A panel on whether or not ontology is needed to achieve a collective vision for the semantic web was held on Tuesday at the International Semantic Web Conference (ISWC 2009) near Washington, DC. For most of the panelists the question was rhetorical. But there were a few interesting points made, including that machine learning of ontology is one extreme of a spectrum that extends to human authoring of ontology (however authoritative or coordinated). Nobody on the panel or in the audience felt that the extreme of human authored ontology was viable for the long-term vision of a comprehensively semantic and intelligent web. It was clear that the panelists believed that machine learning of ontology will substantially enrich and automate ontology construction, although the timeframe was not discussed. Nonetheless, the subjective opinion that substantial ontology will be acquired automatically within the next decade or so was clear. There was much discussion about the knowledge being in the data and so on. The discussion had a bit of the statistics versus logic debate to it. Generally, the attitude was “get over it” and even Pat Hayes, who gave a well-received talk on Blogic and whom one would expect to take the strict logic side of the argument, pointed out seminal work on combining machine learning and logic in natural language understanding of text.
David Karger of MIT’s AI lab challenged the panel from the audience by asserting that the data people posted on the web is much more important than any ontology that might define what that data means. This set off a bit of a firestorm. There was consensus that data itself is critically important, if not central. For the most part, panelists were aghast at the notion that spreadsheets of data would be useless to computers unless the meaning of its headings, for example, were related to concepts defined by reference to ontology those computers understood.
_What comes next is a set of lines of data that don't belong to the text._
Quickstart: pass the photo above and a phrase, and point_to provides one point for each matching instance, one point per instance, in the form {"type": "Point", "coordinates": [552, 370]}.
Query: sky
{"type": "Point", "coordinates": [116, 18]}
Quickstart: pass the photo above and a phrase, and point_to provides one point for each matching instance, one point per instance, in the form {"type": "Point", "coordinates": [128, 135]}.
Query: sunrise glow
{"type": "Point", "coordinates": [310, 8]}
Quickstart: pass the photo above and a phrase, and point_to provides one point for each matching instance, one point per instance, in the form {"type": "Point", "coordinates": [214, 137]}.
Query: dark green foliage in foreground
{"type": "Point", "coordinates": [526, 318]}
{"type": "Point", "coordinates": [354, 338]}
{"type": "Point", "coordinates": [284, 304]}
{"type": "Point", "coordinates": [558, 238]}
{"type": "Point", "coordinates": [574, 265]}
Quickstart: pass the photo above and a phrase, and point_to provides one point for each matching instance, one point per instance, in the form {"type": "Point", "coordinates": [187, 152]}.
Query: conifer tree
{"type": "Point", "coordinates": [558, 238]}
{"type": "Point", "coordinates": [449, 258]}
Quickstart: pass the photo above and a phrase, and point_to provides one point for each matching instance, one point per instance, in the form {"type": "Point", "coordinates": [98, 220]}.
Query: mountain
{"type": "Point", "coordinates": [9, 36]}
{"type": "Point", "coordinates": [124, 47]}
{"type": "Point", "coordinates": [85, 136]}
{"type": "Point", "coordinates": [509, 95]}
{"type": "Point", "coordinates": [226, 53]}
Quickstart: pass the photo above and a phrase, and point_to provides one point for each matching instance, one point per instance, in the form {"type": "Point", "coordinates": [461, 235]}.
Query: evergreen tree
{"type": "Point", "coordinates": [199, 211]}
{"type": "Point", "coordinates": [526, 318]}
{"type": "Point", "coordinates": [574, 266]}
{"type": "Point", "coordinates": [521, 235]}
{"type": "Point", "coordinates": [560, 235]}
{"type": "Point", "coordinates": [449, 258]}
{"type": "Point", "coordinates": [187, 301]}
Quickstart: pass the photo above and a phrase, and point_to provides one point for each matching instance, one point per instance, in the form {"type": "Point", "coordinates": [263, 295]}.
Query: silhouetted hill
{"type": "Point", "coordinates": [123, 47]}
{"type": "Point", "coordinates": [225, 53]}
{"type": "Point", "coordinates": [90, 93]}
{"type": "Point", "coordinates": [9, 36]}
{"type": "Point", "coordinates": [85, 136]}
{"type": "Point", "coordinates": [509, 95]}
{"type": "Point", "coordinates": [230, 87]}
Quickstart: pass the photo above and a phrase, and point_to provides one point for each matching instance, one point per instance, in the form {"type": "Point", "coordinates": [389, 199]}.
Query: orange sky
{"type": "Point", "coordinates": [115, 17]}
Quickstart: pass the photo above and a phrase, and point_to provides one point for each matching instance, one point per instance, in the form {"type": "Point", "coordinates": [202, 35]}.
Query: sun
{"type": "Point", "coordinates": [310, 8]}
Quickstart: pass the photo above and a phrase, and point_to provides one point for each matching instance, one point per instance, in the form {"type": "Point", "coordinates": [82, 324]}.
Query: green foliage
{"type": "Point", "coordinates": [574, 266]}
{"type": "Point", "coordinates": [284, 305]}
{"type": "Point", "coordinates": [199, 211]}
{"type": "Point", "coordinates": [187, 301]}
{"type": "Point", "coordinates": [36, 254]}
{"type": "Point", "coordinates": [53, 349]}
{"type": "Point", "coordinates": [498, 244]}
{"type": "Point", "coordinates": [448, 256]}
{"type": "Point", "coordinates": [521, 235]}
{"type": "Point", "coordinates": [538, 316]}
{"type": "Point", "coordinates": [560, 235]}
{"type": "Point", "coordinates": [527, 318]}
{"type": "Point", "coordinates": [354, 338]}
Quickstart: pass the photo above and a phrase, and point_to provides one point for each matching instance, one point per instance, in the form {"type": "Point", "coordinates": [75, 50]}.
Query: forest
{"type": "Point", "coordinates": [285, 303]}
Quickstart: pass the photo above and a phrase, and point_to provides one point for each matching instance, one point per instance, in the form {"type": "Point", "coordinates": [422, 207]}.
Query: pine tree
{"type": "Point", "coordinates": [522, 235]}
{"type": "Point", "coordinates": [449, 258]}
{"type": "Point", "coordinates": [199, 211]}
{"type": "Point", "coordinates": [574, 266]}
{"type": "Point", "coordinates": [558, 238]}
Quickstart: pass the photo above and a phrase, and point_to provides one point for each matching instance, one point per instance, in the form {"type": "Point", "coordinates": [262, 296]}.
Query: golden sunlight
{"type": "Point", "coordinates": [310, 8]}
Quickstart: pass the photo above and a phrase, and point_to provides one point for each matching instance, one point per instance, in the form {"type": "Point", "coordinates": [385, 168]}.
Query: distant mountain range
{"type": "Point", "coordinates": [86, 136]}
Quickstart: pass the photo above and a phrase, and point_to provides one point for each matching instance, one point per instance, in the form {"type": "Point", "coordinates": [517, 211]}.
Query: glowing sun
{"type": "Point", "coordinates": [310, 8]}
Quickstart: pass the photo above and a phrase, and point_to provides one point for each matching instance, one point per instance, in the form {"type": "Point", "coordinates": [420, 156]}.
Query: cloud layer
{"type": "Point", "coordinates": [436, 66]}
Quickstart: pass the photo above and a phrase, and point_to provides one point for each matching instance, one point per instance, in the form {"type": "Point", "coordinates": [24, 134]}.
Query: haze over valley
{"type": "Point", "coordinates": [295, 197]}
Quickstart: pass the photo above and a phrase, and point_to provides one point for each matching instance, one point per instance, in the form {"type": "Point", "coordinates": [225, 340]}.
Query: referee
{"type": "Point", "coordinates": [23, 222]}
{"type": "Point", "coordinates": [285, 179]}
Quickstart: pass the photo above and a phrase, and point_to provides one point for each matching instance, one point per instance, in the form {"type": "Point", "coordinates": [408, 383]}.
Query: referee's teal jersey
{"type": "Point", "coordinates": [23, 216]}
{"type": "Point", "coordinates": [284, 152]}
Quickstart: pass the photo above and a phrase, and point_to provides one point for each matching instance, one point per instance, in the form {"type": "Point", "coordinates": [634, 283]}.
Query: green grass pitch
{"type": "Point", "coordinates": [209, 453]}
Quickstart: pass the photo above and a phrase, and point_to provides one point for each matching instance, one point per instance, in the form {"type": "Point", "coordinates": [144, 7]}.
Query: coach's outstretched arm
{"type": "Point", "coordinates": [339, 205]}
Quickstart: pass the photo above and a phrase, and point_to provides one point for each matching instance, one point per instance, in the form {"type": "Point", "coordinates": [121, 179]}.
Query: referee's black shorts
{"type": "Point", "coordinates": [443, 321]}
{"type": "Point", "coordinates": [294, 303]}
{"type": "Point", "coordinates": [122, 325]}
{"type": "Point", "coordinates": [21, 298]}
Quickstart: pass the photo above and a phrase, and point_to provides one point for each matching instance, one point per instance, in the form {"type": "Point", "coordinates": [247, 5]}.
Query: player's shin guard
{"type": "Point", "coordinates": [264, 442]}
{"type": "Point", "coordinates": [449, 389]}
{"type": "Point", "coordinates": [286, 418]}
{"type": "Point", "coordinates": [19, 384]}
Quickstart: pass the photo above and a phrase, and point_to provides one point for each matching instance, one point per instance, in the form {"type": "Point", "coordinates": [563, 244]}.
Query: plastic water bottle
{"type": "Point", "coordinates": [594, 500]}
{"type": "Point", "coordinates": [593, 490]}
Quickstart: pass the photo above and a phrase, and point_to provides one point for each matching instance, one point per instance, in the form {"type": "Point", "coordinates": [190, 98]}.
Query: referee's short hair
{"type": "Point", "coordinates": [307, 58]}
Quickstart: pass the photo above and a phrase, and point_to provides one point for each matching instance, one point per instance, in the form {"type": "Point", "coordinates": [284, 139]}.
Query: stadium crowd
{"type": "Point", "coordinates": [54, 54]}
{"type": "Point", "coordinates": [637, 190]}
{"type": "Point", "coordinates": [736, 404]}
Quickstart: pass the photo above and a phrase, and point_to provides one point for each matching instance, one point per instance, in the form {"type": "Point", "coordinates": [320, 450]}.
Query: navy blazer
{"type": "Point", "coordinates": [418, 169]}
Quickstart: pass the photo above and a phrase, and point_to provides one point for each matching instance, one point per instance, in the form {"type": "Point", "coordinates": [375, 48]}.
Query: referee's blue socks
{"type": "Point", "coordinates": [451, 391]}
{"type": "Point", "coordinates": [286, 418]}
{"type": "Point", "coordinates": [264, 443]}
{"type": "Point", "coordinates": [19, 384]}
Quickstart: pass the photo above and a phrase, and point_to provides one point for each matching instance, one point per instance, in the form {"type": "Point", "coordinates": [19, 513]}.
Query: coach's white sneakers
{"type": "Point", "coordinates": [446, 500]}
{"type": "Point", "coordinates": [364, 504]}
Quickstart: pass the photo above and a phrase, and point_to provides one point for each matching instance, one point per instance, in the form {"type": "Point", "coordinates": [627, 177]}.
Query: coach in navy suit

With respectful deference, the panel and audience yielded. Sir Tim Berners-Lee took the floor.
The issue of semantics briefly faded from the discussion. Utility seemed to be the crux of the matter. Sir Tim illustrated how even the smallest bit of semantics (i.e., meaning by reference) added to a spreadsheet allowed others to quickly and incrementally, almost continuously add value to published data. He did this by way of example, discussing mash-ups of bicycle accident, traffic, and map data by different people over the course of a day or so after someone first published the bicycle accident data. Most interesting to me, however, was his concluding point: simply identifying what something is by reference to an existing semantic web concept makes data much more immediately consumable, useful and valuable. For example, simply identifying that a column is a longitude using RDF adds a lot of value. Yes, I realize mash-ups are old, and linked data is well known, but his point was delivered in such a straightforward and compelling manner that the argument simply passed. He put a lot of experts eyes back on the ball.
Sir Tim reiterated this point an hour or so later at a meet-up of meet-ups. His consistent, critical point was that lightweight use of ontology realizes a great deal of value. Simply using RDF to anchor the semantics of linked data, without substantial ontology development, makes data much more useful to humans. And with regard to enterprises, he discussed how eleven (yes, he said 11) different concepts are enough to address most of the semantic needs of various enterprises (i.e., their relational database models). Of course, they will receive more value from reusing existing ontology, extended according to their needs. His point was that the small step of simply linking data with open web semantics using only the most widely adopted RDF identifiers is a huge step forward for the semantic web and the benefits its technologies can bring to individuals and enterprises. Full-fledged ontology is important for deeper functionality and long-term visions, but simply using concepts from existing ontology can be a huge step forward.